A particle is moving in `x-y` plane with `y=x/2` and `V_(x)=4-2t`. The displacement versus time graph of the particle would be

To solve the problem step by step, we will analyze the motion of the particle in the x-y plane and derive the displacement versus time graph. ### Step 1: Understand the given equations The particle is moving in the x-y plane with the equation for y given as: \[ y = \frac{x}{2} \] And the velocity in the x-direction is given as: \[ V_x = 4 - 2t \] ### Step 2: Relate velocity to displacement The velocity \( V_x \) can be expressed as the derivative of displacement \( x \) with respect to time \( t \): \[ V_x = \frac{dx}{dt} \] Thus, we can write: \[ \frac{dx}{dt} = 4 - 2t \] ### Step 3: Rearrange the equation for integration Rearranging the equation gives us: \[ dx = (4 - 2t) dt \] ### Step 4: Integrate both sides Now, we will integrate both sides. The left side integrates to \( x \), and the right side can be integrated term by term: \[ \int dx = \int (4 - 2t) dt \] This results in: \[ x = 4t - t^2 + C \] where \( C \) is the constant of integration. ### Step 5: Determine the constant of integration Assuming the particle starts at the origin when \( t = 0 \), we have: \[ x(0) = 0 \implies 0 = 4(0) - (0)^2 + C \implies C = 0 \] Thus, the equation simplifies to: \[ x = 4t - t^2 \] ### Step 6: Analyze the equation of motion The equation \( x = 4t - t^2 \) is a quadratic equation in terms of \( t \).

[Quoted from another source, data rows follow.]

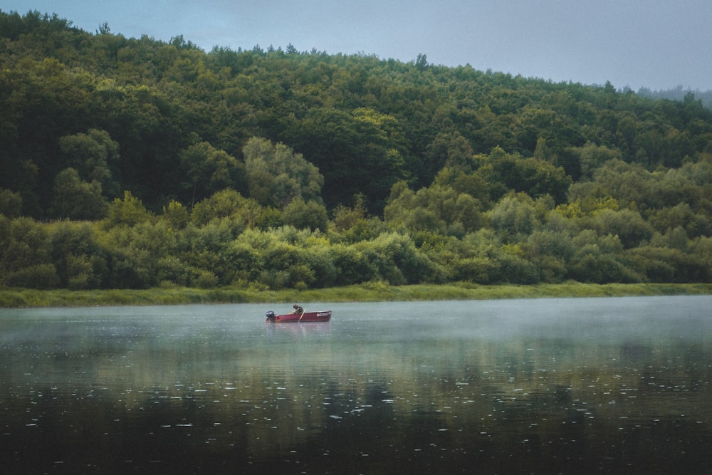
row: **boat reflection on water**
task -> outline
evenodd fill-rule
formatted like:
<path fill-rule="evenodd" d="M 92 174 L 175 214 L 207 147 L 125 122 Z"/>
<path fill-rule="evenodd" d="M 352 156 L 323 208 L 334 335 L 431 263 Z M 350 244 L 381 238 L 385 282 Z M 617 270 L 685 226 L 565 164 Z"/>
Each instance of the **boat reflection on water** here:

This represents a parabola opening downwards. ### Step 7: Determine the displacement versus time graph Since \( x \) is a quadratic function of \( t \), the displacement versus time graph will be a parabola. The vertex of this parabola can be found using the formula \( t = -\frac{b}{2a} \) where \( a = -1 \) and \( b = 4 \): \[ t = -\frac{4}{2(-1)} = 2 \] At \( t = 2 \): \[ x = 4(2) - (2)^2 = 8 - 4 = 4 \] Thus, the vertex of the parabola is at the point (2, 4). ### Conclusion The displacement versus time graph of the particle is a downward-opening parabola with its vertex at (2, 4).